Mar 5, 2015 12:02 PM
The 150-passenger Elizabeth River Ferry II approaches a Norfolk, Va., dock.

The 150-passenger Elizabeth River Ferry II approaches a Norfolk, Va., dock.

Only the occasional muffled sound emanating from the BAE Systems shipyard across the Elizabeth River from Norfolk’s Waterside Marketplace and the low drone of Elizabeth River Ferry II approaching from Portsmouth cut the quiet of a September morning washing over Hampton Roads. 

“One thing about Hampton Roads is you can’t escape the tunnels,” Tom Holden, public affairs officer for Hampton Roads Transit (HRT), said while waiting for the ferry at the Waterside Ferry Dock. “All the crossings are very busy.”

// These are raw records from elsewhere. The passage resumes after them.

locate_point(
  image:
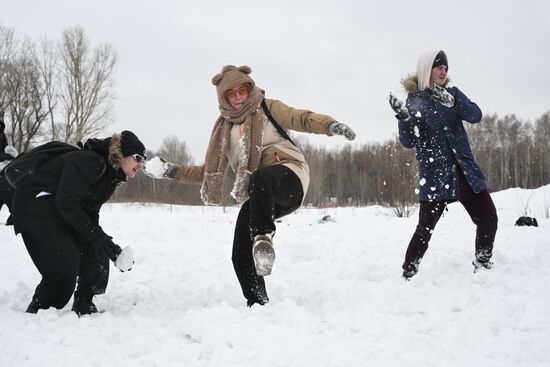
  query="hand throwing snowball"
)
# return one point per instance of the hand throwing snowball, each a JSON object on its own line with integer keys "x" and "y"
{"x": 272, "y": 175}
{"x": 432, "y": 122}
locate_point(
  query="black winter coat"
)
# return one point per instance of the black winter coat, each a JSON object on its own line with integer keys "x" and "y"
{"x": 78, "y": 183}
{"x": 3, "y": 145}
{"x": 438, "y": 134}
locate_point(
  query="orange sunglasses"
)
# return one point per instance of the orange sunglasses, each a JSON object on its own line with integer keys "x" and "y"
{"x": 232, "y": 93}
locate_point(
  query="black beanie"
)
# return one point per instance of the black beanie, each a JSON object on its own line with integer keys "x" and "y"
{"x": 440, "y": 59}
{"x": 130, "y": 144}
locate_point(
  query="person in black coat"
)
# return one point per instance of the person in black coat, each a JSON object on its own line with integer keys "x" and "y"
{"x": 57, "y": 214}
{"x": 7, "y": 153}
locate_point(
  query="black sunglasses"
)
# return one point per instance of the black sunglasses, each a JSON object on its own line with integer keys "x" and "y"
{"x": 139, "y": 158}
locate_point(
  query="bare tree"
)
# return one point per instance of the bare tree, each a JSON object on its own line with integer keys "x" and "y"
{"x": 174, "y": 150}
{"x": 87, "y": 85}
{"x": 26, "y": 108}
{"x": 47, "y": 65}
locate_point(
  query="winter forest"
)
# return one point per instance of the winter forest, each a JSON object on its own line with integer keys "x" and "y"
{"x": 64, "y": 91}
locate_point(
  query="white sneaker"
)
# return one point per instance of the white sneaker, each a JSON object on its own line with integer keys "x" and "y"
{"x": 263, "y": 253}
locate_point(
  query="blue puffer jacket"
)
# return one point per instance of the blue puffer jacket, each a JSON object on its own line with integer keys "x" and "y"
{"x": 437, "y": 132}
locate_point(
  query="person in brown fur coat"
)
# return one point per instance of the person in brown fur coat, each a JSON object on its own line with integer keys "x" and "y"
{"x": 272, "y": 174}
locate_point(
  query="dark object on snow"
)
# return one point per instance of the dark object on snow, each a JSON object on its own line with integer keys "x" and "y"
{"x": 527, "y": 221}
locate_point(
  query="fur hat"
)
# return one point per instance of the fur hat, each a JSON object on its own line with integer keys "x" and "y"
{"x": 232, "y": 77}
{"x": 440, "y": 59}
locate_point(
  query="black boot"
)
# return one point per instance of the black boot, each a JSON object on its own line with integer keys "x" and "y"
{"x": 83, "y": 304}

Bridge and tunnel commuters the world over grit their teeth and strike out for work each morning in grudging acceptance of their circumstance. At Hampton Roads, the waterways separating Norfolk, Portsmouth, Newport News, Hampton and Chesapeake are particularly frustrating for vehicular transit.

The Hampton Roads ferry service between Norfolk and Portsmouth is a pleasant way to avoid the tolls and chaos of midtown and downtown tunnels and the mayhem of the Berkley Bridge. In addition to the regularly scheduled route, connecting a triangle of landings at Waterside in Norfolk and High Street and North Landing in Portsmouth, the three 150-passenger ferries in the fleet operate whenever there is a baseball game or big event at Harbor Park in Norfolk.

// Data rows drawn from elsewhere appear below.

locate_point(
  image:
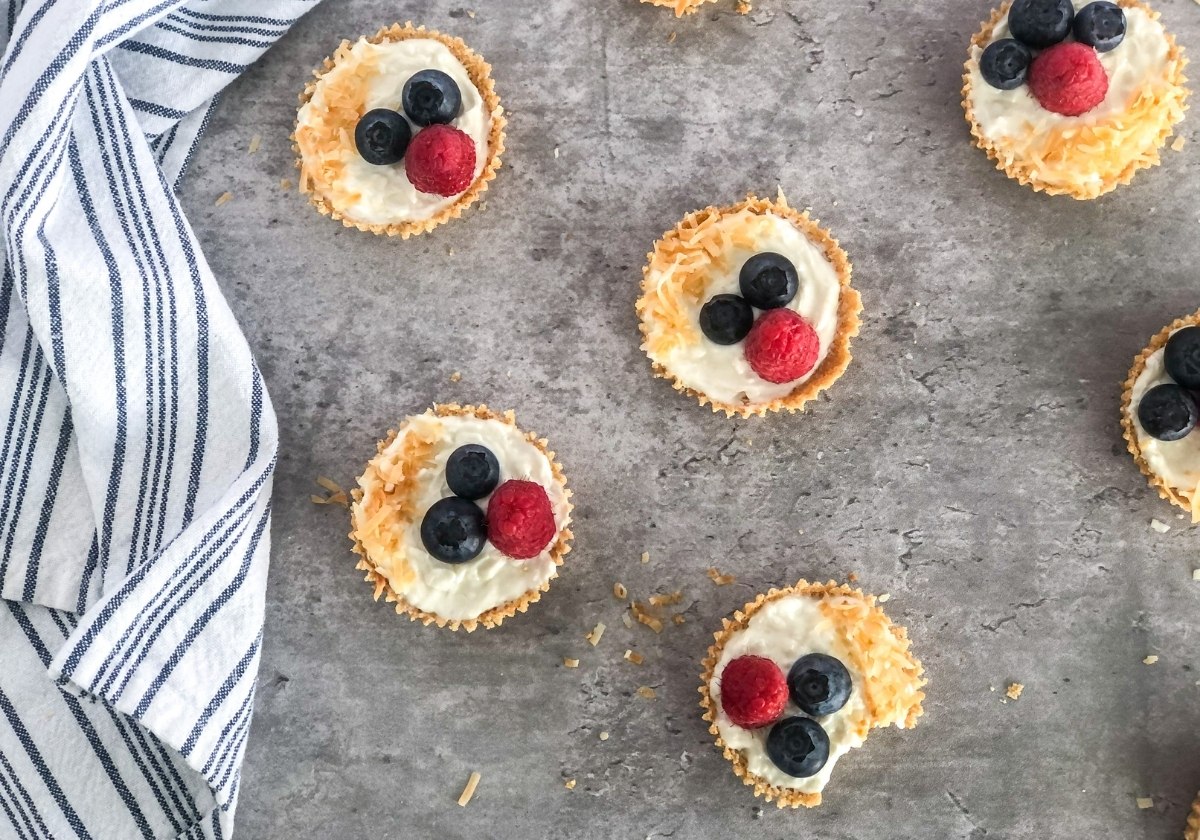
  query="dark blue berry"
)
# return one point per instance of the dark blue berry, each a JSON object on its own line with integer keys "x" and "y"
{"x": 454, "y": 531}
{"x": 798, "y": 747}
{"x": 1006, "y": 63}
{"x": 472, "y": 472}
{"x": 1041, "y": 23}
{"x": 430, "y": 97}
{"x": 1101, "y": 24}
{"x": 726, "y": 319}
{"x": 768, "y": 281}
{"x": 1167, "y": 412}
{"x": 1182, "y": 358}
{"x": 382, "y": 137}
{"x": 819, "y": 684}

Capt. Brian Dutton at the controls during the river crossing between Norfolk and Portsmouth.

“It’s one of the easiest ways to save cash, instead of driving and dealing with the tunnels,” said commuter Brendon Ferguson. “And it saves time, too,” chimed in fellow passenger Matthew Harridon. Ferguson and Harridon, both wielding large portfolio cases, utilize the ferry to commute between Norfolk and the TCC Visual Arts Center in Portsmouth.

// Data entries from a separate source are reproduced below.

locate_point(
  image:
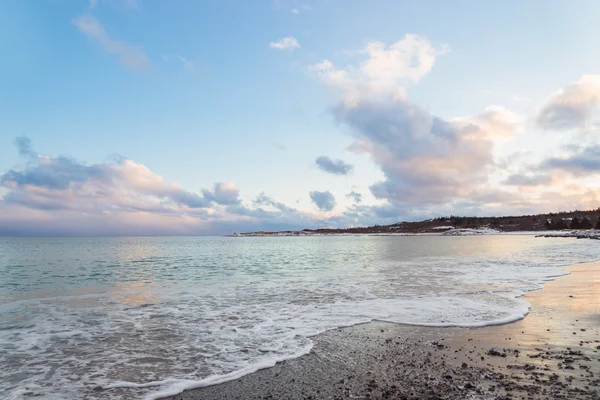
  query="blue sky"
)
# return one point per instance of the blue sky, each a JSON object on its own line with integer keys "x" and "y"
{"x": 239, "y": 94}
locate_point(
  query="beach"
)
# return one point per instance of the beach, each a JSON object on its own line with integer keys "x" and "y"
{"x": 553, "y": 353}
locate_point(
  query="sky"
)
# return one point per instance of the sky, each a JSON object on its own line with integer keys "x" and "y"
{"x": 147, "y": 117}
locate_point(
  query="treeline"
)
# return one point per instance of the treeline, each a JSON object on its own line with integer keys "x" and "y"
{"x": 575, "y": 219}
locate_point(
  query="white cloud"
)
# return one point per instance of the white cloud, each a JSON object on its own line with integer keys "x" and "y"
{"x": 128, "y": 55}
{"x": 384, "y": 71}
{"x": 287, "y": 43}
{"x": 573, "y": 106}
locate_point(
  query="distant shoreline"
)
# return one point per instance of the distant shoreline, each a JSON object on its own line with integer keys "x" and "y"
{"x": 558, "y": 224}
{"x": 551, "y": 353}
{"x": 579, "y": 234}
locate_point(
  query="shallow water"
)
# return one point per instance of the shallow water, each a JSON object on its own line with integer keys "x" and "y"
{"x": 102, "y": 318}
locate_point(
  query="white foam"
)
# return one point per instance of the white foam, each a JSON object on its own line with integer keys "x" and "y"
{"x": 212, "y": 325}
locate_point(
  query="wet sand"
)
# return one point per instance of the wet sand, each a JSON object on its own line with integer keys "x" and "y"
{"x": 554, "y": 353}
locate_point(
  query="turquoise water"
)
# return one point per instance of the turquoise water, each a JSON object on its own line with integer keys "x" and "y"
{"x": 103, "y": 318}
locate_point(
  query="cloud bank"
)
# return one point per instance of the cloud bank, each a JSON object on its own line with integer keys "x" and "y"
{"x": 335, "y": 167}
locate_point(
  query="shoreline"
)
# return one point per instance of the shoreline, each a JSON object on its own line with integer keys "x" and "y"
{"x": 542, "y": 354}
{"x": 567, "y": 233}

Elizabeth River Ferry II, built in 1986, is powered by two 350-hp 6V71 Detroit Diesels with Twin Disc gears turning 2.5-inch shafts and 32-inch four-blade bronze propellers. The actual vessel is 59 feet by 23 feet with another 14 feet added for the paddlewheel, a purely cosmetic touch. The draft is a meager 3.8 feet.

Capt. Brian Dutton, 13 years with HRT, cites wind as his biggest challenge. “It’s a flat-bottom, shallow-draft boat,” he said.

Elizabeth River Ferry III has two Tier-3 Volvo 400-hp D13 engines. James C. Echols is powered by two 400-hp 6V71 Detroit Diesels.

Hampton Roads Transit has initiated the bidding process for two new ferries with similar specifications but with the stipulation that both will be powered by Volvo or equivalent engines. Mark Stemple, director of technical services for HRT, explained that the new vessels will be steel-hulled with aluminum from the deck up as a hedge against maintenance.

Expanding the fleet from three to five 150-passenger boats is testament to the frustration of bridge and tunnel commuting, or perhaps the recent initiation of tolls on the tunnels.

 

One of Elizabeth River Ferry II’s dual 350-hp 6V71 Detroit Diesel main engines. 

 

Deck hand Renee Toller ties up a line at North Landing in Portsmouth. 

     
 

Deck hand Matthew Woodby lowers the gangway to get ready for passenger disembarkation.

 

Commuters Brendon Ferguson, far left, and Matthew Harridon, center, exit the ferry.

     

The Elizabeth River Ferry II features a cosmetic paddlewheel.